With seven games gone on the wrong side of victory it is time to dig the tourniquet out of the duffle bag and stop the bleeding. Hopefully, the veteran arms that were down on the farm can supply enough innings to get the Jays over the hump.

Meanwhile, out on the frozen ponds, there is joy in Windsor. The Spitfires came from behind in a rather miraculous fashion to steal the Memorial Cup. Led by a variety of superstars, all hopefully destined for the NHL, another player stepped into a shot from the blue line to help seal the fate of the Kelowna Rockets. Robert Kwiet, a former Wellington Duke, scored the third goal for the Spits. Robert and I communicated throughout the playoffs via Facebook, and he was truly enjoying the experience.
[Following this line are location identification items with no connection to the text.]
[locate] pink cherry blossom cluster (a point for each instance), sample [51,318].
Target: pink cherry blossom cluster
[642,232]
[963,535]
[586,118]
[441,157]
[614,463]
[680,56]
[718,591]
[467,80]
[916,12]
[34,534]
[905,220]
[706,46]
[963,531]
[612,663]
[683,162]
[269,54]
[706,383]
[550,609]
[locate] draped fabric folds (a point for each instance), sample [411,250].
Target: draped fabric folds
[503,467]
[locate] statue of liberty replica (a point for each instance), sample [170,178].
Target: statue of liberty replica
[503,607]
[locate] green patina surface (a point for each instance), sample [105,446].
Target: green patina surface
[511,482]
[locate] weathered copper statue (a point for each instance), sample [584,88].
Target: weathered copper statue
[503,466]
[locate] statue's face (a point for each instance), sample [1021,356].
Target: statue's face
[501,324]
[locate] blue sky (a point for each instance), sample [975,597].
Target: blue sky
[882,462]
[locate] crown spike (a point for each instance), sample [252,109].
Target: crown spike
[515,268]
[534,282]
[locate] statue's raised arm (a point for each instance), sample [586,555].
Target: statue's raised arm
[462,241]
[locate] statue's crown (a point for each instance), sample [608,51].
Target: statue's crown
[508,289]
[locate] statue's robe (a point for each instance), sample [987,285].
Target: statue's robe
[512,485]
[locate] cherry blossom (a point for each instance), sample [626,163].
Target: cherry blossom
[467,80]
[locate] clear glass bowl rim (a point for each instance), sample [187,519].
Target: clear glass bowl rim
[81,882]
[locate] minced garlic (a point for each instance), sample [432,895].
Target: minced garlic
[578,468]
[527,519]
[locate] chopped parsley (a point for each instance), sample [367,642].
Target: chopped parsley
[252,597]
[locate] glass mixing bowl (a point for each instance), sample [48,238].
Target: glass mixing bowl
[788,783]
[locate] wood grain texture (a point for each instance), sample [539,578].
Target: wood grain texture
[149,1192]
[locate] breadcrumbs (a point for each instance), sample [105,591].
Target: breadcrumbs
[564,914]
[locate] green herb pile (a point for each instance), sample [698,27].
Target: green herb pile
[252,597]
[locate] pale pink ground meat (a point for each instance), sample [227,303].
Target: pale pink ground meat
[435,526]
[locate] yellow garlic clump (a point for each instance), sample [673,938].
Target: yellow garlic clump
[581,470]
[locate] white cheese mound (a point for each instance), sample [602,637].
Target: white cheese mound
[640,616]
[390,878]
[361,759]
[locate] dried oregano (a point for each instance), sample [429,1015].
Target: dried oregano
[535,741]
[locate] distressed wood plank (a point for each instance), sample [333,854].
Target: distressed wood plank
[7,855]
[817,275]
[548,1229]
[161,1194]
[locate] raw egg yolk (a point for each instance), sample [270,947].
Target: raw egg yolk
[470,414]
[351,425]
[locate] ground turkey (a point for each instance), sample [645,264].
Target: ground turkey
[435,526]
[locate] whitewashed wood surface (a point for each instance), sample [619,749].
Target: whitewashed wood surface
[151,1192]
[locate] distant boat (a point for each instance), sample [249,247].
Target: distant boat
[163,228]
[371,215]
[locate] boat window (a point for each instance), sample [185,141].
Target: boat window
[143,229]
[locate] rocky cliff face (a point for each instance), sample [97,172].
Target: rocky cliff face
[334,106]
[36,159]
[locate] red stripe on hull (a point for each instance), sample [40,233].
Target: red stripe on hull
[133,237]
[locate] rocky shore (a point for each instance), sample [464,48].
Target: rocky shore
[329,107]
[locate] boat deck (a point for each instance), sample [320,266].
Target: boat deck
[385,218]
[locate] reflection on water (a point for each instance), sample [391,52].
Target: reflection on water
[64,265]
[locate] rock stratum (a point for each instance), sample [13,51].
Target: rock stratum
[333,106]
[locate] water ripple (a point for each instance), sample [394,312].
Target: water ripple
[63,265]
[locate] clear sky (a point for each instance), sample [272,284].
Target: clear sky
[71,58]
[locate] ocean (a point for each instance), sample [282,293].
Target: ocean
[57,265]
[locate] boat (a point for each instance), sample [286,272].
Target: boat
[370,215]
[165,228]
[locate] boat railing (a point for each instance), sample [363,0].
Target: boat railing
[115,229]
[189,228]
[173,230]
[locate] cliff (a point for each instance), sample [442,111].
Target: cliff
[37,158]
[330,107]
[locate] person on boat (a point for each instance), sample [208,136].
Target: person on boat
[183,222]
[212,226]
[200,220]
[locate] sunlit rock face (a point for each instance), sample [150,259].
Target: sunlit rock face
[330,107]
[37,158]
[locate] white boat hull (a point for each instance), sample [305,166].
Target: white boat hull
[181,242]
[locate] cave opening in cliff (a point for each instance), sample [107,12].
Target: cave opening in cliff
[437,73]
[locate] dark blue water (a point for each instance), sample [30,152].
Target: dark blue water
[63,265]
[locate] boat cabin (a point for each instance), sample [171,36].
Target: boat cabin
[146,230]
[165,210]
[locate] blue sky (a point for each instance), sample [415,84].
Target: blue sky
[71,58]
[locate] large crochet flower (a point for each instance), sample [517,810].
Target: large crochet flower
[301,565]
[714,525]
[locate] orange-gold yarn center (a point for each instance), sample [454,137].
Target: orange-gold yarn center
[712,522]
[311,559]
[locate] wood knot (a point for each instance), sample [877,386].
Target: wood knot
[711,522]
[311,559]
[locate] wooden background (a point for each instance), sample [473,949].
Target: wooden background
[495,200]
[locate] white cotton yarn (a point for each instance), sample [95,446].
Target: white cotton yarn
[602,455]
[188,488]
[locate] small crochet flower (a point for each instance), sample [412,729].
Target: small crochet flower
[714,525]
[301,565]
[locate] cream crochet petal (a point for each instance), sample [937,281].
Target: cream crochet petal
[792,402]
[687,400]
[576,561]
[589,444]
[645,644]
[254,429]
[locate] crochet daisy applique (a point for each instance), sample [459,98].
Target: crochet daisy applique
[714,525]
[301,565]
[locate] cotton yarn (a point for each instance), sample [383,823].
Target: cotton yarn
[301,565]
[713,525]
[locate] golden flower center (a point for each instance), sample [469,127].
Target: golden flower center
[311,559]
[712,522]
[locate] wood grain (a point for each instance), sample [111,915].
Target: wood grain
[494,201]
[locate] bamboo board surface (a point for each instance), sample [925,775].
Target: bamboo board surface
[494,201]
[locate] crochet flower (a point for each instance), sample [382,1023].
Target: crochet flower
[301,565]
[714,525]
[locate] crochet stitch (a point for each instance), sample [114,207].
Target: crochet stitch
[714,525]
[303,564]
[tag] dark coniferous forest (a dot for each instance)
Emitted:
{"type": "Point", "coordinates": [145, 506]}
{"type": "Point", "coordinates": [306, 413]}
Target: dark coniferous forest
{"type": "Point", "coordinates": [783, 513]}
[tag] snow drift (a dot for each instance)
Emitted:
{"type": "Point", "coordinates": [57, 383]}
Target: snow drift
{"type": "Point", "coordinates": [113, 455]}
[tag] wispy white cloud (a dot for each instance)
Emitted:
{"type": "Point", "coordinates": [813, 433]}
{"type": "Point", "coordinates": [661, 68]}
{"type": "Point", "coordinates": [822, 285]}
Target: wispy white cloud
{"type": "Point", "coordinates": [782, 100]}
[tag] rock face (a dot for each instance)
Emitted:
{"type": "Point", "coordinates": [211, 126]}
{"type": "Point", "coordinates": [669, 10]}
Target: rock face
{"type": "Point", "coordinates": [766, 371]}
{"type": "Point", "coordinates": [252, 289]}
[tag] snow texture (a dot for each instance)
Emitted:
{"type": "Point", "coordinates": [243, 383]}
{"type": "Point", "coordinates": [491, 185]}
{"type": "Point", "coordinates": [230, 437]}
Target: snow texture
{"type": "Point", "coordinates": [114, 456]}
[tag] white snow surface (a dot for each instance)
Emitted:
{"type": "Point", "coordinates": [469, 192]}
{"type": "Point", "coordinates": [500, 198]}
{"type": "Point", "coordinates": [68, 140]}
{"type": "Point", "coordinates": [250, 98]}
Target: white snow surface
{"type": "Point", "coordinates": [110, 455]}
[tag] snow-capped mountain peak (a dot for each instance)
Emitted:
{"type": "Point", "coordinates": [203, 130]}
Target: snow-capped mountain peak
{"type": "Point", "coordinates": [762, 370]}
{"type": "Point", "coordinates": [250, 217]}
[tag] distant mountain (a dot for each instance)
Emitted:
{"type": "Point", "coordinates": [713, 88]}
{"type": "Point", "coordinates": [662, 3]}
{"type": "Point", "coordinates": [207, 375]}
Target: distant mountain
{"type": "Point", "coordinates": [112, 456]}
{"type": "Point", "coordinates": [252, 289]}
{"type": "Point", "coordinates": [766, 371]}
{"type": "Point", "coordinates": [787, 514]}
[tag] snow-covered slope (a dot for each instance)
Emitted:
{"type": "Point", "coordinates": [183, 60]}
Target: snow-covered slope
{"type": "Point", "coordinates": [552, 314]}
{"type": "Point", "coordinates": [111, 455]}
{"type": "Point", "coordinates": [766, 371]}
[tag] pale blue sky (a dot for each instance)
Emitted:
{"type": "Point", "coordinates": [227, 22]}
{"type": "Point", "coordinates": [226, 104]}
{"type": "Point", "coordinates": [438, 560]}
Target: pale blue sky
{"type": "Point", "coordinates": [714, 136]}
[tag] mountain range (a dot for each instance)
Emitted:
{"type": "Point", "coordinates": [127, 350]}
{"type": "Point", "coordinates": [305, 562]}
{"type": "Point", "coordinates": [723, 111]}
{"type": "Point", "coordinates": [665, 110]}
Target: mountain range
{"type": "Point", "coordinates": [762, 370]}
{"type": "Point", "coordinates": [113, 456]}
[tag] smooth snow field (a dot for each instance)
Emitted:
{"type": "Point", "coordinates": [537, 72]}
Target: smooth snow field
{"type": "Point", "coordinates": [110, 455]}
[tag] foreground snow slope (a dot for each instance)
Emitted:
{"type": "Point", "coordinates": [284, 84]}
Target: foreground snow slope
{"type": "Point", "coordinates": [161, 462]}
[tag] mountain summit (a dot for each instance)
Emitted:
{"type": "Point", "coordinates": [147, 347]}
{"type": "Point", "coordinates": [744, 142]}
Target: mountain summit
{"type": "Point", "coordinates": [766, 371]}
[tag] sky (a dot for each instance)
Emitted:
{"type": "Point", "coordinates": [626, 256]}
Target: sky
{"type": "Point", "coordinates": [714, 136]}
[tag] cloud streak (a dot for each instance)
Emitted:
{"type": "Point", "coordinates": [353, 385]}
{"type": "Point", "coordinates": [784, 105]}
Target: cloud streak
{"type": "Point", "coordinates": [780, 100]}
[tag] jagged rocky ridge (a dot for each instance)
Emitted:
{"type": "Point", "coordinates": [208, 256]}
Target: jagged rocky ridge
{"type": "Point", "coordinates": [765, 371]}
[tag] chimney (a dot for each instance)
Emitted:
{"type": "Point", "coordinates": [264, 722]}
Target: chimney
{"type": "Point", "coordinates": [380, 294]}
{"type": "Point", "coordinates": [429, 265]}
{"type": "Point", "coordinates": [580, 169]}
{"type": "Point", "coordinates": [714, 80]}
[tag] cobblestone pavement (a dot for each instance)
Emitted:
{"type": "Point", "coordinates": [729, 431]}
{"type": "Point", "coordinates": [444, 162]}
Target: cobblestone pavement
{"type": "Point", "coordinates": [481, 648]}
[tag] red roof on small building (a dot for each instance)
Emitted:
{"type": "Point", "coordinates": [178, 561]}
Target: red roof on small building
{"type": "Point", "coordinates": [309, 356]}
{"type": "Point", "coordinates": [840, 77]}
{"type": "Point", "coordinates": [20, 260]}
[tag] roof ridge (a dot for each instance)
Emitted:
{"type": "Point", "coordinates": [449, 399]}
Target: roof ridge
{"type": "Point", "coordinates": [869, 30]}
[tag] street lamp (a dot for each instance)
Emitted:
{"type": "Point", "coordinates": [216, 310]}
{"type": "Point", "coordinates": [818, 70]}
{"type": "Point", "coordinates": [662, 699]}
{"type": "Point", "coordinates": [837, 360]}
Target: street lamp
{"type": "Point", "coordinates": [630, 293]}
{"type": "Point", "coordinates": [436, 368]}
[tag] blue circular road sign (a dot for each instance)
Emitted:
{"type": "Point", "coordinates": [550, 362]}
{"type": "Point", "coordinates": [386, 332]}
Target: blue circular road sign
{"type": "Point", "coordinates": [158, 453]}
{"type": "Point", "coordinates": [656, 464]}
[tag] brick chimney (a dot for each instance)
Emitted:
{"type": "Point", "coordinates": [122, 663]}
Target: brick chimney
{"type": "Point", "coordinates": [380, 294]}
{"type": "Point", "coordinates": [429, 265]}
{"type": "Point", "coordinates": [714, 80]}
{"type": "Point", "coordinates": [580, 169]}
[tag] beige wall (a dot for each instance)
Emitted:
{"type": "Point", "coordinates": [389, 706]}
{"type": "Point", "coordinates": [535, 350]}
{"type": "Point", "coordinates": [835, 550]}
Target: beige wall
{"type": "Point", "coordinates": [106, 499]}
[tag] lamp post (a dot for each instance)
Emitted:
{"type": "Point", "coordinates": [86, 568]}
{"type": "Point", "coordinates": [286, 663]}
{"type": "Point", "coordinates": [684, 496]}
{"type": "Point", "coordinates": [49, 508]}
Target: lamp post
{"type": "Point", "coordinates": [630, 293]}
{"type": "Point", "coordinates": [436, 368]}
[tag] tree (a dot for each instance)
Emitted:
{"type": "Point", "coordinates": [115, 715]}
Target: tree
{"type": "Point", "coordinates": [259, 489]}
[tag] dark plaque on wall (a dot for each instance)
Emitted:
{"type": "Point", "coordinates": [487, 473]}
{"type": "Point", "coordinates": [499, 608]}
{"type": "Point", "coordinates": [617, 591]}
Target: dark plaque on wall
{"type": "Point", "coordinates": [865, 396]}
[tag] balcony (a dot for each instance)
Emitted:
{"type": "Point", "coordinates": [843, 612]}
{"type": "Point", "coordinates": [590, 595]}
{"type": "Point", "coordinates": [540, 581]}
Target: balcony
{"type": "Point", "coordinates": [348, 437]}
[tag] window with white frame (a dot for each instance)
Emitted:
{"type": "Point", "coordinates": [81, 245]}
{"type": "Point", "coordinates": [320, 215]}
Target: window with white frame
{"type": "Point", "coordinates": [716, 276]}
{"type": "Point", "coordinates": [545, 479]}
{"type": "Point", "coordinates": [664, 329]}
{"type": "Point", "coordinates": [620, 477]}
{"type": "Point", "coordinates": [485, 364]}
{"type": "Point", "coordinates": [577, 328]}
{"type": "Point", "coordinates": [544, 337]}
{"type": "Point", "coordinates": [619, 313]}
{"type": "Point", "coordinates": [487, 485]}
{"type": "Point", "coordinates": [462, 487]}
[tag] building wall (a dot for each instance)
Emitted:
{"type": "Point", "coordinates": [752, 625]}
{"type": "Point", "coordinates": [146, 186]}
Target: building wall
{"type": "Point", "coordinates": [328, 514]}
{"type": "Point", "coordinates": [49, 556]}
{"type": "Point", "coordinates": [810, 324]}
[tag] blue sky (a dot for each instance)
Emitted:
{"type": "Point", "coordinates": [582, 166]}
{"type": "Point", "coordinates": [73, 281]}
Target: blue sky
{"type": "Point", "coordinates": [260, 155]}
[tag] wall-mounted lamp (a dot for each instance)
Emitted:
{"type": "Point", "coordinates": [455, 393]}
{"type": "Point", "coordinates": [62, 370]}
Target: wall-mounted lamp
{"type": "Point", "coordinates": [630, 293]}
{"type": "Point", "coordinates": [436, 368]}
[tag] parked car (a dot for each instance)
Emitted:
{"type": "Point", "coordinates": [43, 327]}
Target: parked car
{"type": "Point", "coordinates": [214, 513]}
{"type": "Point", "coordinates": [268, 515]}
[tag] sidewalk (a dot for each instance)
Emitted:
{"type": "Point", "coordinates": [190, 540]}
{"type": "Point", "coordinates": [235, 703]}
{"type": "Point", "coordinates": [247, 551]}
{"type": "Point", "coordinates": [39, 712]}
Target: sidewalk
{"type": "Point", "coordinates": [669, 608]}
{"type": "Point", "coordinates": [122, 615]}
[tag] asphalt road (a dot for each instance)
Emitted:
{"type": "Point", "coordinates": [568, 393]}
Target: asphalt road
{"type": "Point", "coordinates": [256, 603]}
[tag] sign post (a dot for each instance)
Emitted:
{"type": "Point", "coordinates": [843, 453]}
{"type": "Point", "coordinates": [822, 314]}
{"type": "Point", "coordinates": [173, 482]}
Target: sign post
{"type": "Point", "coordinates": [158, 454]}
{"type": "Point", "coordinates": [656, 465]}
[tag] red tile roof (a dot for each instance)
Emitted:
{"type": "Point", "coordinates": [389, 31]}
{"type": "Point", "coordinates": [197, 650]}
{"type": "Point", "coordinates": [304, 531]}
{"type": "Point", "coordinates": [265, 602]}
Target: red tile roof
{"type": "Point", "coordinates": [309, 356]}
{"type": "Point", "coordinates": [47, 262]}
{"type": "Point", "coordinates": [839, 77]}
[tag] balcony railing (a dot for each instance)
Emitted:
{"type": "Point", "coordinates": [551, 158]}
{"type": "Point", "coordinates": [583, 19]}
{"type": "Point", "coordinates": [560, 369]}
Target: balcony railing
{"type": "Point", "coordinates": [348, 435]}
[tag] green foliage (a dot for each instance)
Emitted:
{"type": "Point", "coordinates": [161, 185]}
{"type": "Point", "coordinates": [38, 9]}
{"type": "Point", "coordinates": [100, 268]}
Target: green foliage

Another former Duke is also having some fun in his area. Matt Cooke has played a significant role for the Pittsburgh Penguins this year, and will likely find himself in a Stanley Cup final in a week or so. “Cookie” continues to play his game against the Hurricanes, infuriating them to no end. When least expected, he also chips in with a goal and an assist here and there. Icing on the cake.

Daniel Cleary is on a very short list as one of the finest players ever to lace up the blades for the Belleville Bulls. He currently leads all players in the playoffs in the category known as “Plus-Minus”. Daniel has been on the ice for fifteen more goals than have been scored against, and he is therefore a + 15. He hoisted Lord Stanley’s mug last year in Newfoundland, the first native of that province ever to win the Cup.

I am certain it is on his agenda again for this June. He and his chums will have to dispose of the likes of Sidney Crosby, Evgeni Malkin, Sergei Gonchar, and Marc-Andre Fleury before they can touch the hardware.

It should prove to be a great final. A good place to turn when the Jays get caught stealing!